The centrepiece of La Quinzaine des Cultures, subtitled “Bonjour! Shalom!” is an exhibition in the college’s Galerie Agora of the works of 15 local, mostly emerging, Jewish artists, on until April 4.

This is the ninth edition of the Quinzaine, a biennial event designed to raise awareness of the different cultural communities in the city among the French-language college’s more than 6,000 students. “Bonjour! Shalom!” had been in the works well before the Mailloux controversy came up last month.

It has a high profile on the campus: the gallery is right off the main entrance and visitors to Vieux Montréal’s website find the Quinzaine is the first item listed.

“The contribution of the Jewish communities to Montreal history and culture is little known,” said anthropology professor and principal Quinzaine organizer Steven Légaré.

The image of Jews tends to be reduced to iconic establishments in the St. Laurent/Mile End area, the Chassidim of Outremont, or maybe the music of Leonard Cohen, he said.

Légaré wants students and other visitors to know that what Jews have contributed – and still contribute – to intellectual, artistic, economic and scientific life has made Montreal the city that it is.

He believes that the Jewish community’s development in a French milieu has lent it an identity distinct from any other in Canada, or North America.

The aim of “Bonjour! Shalom!” is to dispel the impression that the Jewish community is homogeneous, said Légaré, who finds its pluralism “a mosaic of astonishing complexity.”

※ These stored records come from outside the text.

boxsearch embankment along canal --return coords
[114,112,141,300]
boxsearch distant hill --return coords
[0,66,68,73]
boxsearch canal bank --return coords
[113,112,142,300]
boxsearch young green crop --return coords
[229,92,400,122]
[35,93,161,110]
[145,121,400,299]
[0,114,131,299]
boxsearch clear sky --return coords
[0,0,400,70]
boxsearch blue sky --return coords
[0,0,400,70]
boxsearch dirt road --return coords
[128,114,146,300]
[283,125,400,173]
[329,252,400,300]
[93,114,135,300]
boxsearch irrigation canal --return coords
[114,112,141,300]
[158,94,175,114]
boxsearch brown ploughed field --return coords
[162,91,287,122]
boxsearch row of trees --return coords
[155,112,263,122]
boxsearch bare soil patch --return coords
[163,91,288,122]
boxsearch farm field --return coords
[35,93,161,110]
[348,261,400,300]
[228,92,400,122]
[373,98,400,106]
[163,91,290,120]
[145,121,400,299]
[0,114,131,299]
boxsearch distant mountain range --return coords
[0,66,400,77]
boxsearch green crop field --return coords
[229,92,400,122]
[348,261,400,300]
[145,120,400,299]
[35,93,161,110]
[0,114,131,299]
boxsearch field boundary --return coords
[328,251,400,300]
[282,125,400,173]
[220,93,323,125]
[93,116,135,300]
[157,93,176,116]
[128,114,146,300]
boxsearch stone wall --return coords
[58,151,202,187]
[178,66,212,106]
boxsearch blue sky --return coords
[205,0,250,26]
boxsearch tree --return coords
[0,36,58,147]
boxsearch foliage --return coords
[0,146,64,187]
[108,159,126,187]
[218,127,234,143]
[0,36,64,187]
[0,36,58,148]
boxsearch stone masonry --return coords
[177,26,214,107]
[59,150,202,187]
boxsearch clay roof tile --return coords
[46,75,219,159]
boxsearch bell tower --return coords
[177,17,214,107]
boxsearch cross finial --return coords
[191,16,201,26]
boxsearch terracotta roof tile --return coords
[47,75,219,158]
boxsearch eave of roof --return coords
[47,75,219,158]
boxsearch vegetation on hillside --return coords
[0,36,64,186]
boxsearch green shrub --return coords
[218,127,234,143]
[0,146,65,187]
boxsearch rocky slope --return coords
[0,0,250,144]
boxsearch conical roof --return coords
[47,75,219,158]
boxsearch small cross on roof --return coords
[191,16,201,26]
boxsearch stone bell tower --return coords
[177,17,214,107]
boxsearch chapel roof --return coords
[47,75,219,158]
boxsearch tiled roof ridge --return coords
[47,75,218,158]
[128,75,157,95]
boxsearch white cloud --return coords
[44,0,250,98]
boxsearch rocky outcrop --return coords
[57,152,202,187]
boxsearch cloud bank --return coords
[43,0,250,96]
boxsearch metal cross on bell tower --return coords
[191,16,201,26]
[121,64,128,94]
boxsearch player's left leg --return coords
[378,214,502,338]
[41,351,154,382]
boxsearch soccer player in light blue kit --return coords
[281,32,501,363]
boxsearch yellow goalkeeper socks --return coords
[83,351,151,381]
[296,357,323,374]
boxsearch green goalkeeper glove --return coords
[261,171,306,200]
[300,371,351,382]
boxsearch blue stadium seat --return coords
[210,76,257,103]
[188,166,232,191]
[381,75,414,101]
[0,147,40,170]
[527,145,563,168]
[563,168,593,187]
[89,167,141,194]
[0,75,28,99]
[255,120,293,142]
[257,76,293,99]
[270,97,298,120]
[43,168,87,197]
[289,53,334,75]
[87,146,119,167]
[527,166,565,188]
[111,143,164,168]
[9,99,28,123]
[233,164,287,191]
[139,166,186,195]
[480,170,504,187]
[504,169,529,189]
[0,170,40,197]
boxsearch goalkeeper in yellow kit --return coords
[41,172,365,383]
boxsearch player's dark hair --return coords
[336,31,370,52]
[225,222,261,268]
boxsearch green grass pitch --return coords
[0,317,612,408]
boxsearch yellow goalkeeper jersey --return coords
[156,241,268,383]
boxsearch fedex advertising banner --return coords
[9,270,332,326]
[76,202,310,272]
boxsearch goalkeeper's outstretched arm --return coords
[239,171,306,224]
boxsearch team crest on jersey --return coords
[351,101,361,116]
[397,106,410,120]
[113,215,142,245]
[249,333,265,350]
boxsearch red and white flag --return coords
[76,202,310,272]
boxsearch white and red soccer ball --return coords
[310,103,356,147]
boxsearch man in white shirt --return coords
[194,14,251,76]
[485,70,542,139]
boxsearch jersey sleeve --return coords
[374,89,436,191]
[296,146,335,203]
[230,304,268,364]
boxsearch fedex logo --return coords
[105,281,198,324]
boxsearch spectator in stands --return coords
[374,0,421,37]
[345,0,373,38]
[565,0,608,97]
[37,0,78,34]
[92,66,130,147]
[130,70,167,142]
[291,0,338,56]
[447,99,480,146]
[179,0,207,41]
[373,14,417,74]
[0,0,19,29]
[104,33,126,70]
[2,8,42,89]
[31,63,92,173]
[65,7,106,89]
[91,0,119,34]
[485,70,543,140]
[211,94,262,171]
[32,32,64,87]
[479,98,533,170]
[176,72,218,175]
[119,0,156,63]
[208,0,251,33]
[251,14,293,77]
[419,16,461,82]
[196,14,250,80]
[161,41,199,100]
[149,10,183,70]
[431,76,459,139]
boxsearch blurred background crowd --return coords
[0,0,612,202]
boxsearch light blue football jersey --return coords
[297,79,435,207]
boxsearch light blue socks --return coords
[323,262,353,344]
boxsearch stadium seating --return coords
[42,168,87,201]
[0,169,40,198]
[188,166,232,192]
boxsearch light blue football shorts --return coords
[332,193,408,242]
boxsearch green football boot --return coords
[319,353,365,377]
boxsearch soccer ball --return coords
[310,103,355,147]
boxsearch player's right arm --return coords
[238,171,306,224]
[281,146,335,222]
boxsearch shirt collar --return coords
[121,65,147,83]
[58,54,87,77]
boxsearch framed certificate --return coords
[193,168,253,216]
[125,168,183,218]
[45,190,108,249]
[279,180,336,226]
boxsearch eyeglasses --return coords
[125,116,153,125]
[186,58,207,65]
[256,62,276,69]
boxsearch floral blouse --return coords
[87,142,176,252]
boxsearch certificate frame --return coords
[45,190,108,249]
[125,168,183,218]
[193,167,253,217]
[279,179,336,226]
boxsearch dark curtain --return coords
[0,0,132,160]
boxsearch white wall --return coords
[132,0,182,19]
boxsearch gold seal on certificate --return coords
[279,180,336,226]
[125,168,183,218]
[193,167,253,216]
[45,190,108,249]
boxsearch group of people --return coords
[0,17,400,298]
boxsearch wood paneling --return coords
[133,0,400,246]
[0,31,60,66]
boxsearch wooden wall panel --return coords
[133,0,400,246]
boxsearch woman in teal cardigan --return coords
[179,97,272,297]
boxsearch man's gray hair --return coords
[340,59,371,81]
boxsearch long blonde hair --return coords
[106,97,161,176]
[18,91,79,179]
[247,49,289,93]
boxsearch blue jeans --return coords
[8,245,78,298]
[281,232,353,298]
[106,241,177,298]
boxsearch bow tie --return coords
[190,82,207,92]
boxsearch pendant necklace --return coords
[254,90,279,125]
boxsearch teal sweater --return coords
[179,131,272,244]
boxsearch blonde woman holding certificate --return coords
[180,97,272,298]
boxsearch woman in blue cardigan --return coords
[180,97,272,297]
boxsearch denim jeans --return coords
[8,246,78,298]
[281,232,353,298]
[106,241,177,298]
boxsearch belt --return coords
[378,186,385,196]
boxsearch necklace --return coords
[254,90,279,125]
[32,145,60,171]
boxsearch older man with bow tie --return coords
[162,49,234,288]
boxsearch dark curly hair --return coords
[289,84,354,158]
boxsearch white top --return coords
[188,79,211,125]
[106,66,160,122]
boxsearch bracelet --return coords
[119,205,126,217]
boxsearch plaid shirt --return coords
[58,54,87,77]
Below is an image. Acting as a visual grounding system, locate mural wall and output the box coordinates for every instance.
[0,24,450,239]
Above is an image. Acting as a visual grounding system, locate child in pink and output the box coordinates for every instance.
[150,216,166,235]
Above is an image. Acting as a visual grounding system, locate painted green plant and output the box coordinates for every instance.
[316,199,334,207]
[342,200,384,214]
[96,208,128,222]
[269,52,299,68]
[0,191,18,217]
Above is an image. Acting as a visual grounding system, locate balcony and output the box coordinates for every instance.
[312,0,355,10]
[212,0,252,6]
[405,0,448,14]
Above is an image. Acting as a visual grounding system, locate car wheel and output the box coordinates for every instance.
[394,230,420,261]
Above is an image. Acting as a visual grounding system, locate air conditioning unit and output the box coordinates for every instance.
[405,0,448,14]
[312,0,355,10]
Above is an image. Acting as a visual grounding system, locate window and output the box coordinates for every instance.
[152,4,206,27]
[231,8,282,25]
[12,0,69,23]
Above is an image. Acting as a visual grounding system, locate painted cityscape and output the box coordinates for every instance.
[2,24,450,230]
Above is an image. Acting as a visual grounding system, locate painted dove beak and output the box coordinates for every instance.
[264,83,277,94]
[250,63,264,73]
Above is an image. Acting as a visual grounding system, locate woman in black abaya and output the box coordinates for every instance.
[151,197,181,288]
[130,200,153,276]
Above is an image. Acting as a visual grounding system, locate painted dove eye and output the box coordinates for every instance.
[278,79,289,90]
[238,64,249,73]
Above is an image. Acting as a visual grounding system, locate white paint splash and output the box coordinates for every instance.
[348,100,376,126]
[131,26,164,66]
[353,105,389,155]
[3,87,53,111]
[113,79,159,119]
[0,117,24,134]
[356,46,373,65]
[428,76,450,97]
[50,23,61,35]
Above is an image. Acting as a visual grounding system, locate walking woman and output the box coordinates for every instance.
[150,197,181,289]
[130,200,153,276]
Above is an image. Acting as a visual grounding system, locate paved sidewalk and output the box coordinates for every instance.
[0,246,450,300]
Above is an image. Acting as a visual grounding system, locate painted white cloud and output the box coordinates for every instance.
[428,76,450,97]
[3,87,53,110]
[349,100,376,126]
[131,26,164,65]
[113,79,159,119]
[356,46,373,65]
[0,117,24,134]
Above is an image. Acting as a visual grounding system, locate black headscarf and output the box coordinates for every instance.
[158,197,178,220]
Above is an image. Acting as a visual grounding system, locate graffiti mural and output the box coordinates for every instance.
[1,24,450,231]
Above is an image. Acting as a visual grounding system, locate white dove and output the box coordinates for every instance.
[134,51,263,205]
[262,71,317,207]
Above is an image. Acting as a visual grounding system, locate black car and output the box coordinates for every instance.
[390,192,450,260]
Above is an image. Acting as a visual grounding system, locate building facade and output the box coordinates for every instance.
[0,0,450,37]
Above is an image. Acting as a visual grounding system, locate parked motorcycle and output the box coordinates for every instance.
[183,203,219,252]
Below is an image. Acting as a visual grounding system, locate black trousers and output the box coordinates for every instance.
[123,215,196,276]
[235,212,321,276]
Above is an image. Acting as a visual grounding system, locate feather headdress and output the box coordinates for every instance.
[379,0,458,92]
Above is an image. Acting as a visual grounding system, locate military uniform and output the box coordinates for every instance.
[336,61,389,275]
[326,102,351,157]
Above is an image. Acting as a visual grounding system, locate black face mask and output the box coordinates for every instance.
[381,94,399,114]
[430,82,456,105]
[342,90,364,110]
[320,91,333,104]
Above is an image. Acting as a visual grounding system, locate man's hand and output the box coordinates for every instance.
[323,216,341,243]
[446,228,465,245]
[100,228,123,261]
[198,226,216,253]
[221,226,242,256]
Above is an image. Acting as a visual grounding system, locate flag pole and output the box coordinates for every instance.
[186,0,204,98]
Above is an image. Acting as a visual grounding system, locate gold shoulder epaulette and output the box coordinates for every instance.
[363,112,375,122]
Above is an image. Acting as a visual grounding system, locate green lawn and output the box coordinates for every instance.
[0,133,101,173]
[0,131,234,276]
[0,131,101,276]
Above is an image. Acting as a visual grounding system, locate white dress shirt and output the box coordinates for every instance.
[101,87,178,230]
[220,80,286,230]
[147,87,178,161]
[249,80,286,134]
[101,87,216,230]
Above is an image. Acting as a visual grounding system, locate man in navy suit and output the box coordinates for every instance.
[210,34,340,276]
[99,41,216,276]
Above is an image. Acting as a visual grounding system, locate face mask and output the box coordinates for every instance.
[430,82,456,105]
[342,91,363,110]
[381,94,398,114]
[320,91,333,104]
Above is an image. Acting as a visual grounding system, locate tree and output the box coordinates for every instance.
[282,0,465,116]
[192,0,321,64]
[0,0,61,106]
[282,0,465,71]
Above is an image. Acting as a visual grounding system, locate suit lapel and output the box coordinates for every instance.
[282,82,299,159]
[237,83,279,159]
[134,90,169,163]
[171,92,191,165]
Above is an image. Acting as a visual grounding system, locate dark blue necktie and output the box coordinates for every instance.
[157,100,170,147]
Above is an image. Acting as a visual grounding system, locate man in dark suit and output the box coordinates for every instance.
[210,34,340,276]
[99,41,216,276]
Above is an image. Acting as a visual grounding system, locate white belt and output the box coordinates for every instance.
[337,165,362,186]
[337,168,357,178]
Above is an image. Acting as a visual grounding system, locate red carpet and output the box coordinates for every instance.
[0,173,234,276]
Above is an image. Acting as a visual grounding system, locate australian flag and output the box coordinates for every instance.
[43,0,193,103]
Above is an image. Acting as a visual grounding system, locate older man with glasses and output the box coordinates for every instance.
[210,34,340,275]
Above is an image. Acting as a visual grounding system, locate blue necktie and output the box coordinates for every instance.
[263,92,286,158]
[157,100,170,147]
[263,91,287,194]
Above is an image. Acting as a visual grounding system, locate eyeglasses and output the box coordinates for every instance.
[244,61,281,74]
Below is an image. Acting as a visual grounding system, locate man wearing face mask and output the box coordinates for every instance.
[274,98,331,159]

The art on display in From Where We Stand/Vu d’ici certainly sets the tone. Few of the works are overtly Jewish, and the broad range of media includes painting, photography, decoupage, video, and even sound, as in Cassidy Lerman’s Coney Island Family Memory heard, not seen, through headsets.

Tamira Cahana, 24, is presenting the intriguing and symbolism-laden An Investigation of Silver Liquid/Lovestruck and Dumb, an installation centring on the real trunk of a dead tree. Cahana uses performance art to enhance its meaning.

Inspired by a dream she had, Cahana said the work is “ultimately about sexual healing.”

The exhibit was curated by Studio Beluga, a non-profit organization run by a collective of artists and art professionals.

Founder Alina Maizel said the works were selected to provide a sense of the diversity of Jewish identity and experience. “We did not want a Judaica exhibit,” she said. “We wanted something more nuanced, more complex.”

Maizel stressed that “given the current political climate in Quebec, we are especially grateful that a French-language CEGEP has invited us to curate an exhibit exploring the Jewish community of Montreal.”

As the accompanying text explains: “Jewish culture is one of otherness defined by its persecution and assimilation… Judaism has no doctrine of conversion, focusing most acutely instead on self-knowledge. From Where We Stand is a study of self-knowledge, framed by millennia of share memories” as part of the Jewish People.

Other Quinzaine programming includes the Holocaust-themed films Ma Chère Clara and Le Coeur d’Auschwitz; talks by academics Steven Lapidus and Yakov Rabkin on, respectively, Montreal Chassidim and the diversity of Jewish Israelis; visits to the Montreal Holocaust Memorial Centre and the Spanish and Portuguese Synagogue; a show by klezmer-fusion musician Josh Dolgin (Socalled); and another exhibition, Hadassa, illustrations by Kevin Perron inspired by Miriam Beaudoin’s 2007 novel about a young Québécoise teaching French in a chassidic school.